Abstract
Classical cadherins are a group of Ca++ dependent transmembrane cell adhesion molecules, mostly known for their ability to perform homophylic interactions with like-cadherin molecules on the surface of neighboring cells. Over the past decade, many studies have also established cadherins as key players of intracellular signaling events by modifying the activity of Rho GTPases, members of the Wnt signaling pathway, and receptor tyrosine kinases. Given the utility of these molecules, it is not surprising that they play multiple roles during different embryological and adult processes. Yet, these activities have been primarily tied to their full-length molecules. And, while the activity of full-length molecules is undoubtedly an essential part of how cadherins perform in vivo, it is becoming increasingly evident that the proteolytic fragments of these molecules may also play a role. This is an exciting development because proteolysis of cadherins was previously thought to be a simple clearing-mechanism meant to regulate the levels of cadherin molecules on the cell-surface.
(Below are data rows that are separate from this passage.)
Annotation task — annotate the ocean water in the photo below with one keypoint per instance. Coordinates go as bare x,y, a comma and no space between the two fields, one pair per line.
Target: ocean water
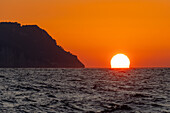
85,90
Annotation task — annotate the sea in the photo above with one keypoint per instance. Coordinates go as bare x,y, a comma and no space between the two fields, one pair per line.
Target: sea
84,90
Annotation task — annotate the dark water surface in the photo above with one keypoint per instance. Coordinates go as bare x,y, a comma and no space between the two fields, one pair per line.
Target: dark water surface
85,90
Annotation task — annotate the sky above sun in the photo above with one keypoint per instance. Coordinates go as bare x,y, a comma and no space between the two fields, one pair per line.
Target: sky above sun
96,30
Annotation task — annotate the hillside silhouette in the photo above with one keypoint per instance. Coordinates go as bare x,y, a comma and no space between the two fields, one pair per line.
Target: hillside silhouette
31,46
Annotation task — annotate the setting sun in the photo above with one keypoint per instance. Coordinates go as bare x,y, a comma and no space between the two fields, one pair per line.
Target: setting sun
120,61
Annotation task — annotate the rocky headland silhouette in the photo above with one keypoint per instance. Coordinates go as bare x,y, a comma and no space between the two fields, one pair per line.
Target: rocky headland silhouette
29,46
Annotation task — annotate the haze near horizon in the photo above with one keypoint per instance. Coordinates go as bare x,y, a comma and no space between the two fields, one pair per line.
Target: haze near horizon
96,30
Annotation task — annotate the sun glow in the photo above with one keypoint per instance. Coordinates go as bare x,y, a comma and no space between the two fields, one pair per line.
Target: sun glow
120,61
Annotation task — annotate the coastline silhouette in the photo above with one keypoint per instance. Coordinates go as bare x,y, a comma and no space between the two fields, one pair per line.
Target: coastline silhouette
30,46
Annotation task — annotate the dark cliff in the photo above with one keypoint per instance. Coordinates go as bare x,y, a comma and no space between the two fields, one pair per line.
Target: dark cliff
31,46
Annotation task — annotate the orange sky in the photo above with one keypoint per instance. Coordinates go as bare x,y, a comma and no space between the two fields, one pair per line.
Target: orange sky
95,30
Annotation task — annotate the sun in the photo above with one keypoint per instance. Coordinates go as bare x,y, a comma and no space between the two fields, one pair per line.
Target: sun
120,61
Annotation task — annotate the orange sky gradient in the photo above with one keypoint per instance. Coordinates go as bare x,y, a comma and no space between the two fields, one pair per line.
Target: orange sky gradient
96,30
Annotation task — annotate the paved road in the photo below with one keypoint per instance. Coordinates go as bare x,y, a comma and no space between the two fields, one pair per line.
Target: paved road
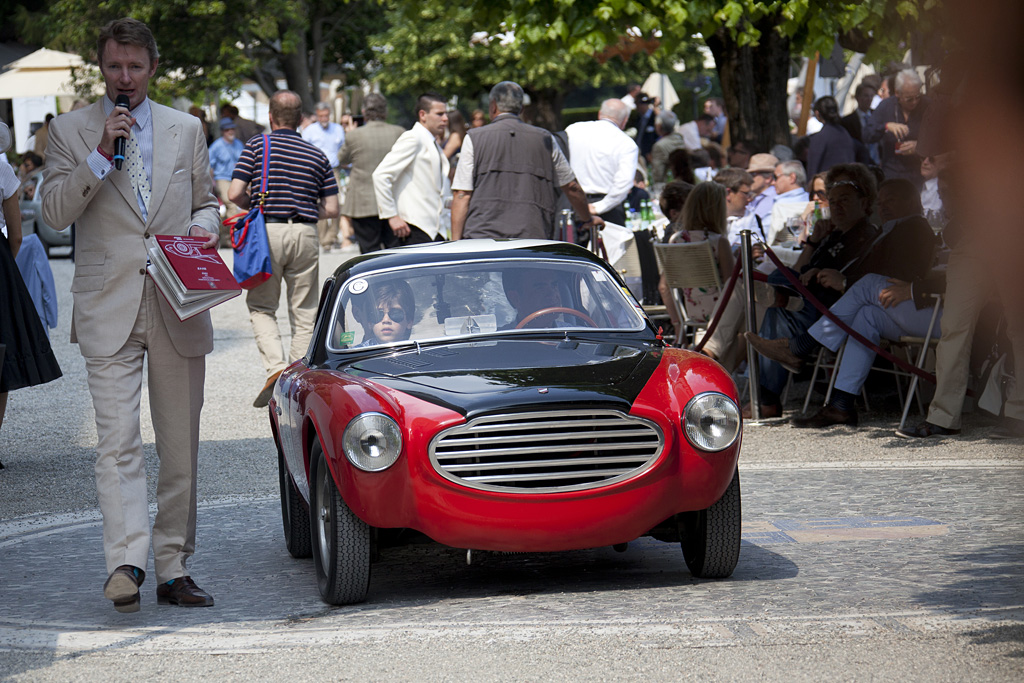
863,557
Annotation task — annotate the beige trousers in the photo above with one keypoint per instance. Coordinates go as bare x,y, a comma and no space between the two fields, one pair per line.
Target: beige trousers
175,384
230,209
968,289
295,259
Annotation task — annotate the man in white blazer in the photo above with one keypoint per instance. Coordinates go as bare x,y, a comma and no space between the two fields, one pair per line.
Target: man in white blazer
409,181
119,317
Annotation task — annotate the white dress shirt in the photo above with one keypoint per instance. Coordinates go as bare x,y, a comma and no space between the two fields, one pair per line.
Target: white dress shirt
328,139
142,130
930,199
604,160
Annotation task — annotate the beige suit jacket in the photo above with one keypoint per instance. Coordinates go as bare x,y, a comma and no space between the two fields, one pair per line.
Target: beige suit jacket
111,249
364,148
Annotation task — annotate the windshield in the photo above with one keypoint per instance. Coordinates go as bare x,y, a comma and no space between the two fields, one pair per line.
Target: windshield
477,298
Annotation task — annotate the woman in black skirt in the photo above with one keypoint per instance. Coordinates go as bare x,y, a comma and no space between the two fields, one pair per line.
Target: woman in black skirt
25,349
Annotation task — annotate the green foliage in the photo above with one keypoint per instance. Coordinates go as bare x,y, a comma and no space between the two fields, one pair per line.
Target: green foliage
587,27
209,45
432,45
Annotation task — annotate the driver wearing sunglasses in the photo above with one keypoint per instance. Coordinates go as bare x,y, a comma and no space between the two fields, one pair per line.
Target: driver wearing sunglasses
386,314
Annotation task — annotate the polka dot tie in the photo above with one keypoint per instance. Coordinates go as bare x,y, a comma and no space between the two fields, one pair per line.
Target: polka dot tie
136,171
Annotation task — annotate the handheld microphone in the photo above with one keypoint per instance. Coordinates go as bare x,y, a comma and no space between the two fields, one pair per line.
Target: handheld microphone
119,143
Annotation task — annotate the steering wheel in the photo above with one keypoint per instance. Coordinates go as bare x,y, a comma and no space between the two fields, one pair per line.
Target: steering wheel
553,310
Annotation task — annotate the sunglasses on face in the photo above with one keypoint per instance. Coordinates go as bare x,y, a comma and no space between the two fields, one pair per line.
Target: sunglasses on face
396,314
Here, we will further discuss our recent findings by McCusker and colleagues, showing that both N-terminal and C-terminal fragments of Cadherin-11 retain biological activity in Xenopus embryos. We will also review the current literature demonstrating that both the extracellular and intracellular fragments of other classical cadherins are capable of activating certain signaling events tied to Epithelial to Mesenchymal Transitions (EMTs), cell survival, cell proliferation, and cell migration.
Proteolysis of Classical Cadherins
Complete processing of a full-length cadherin molecule involves multiple proteases. It is generally accepted that the extracellular region is processed first, and that multiple metalloproteases containing a disintegrin domain (ADAM), Matrix Metalloproteases (MMPs), and other transmembrane proteases can perform this event.Citation1–Citation8 This initial cleavage results in the shedding of the extracellular N-terminal fragment (NTF), and the generation of a first C-terminal fragment (CTF1) that contains the transmembrane and cytoplasmic domains of the molecule. In many cases CTF1 is further processed by the Presenilin-1 (PS-1) complex in the juxta-membrane region, releasing the cytoplasmic domain (CTF2) along with any associated proteins.Citation9–Citation12 Among the classical cadherins, there are multiple examples showing that the NTF, CTF1 and CTF2 can each perform diverse biological activities ().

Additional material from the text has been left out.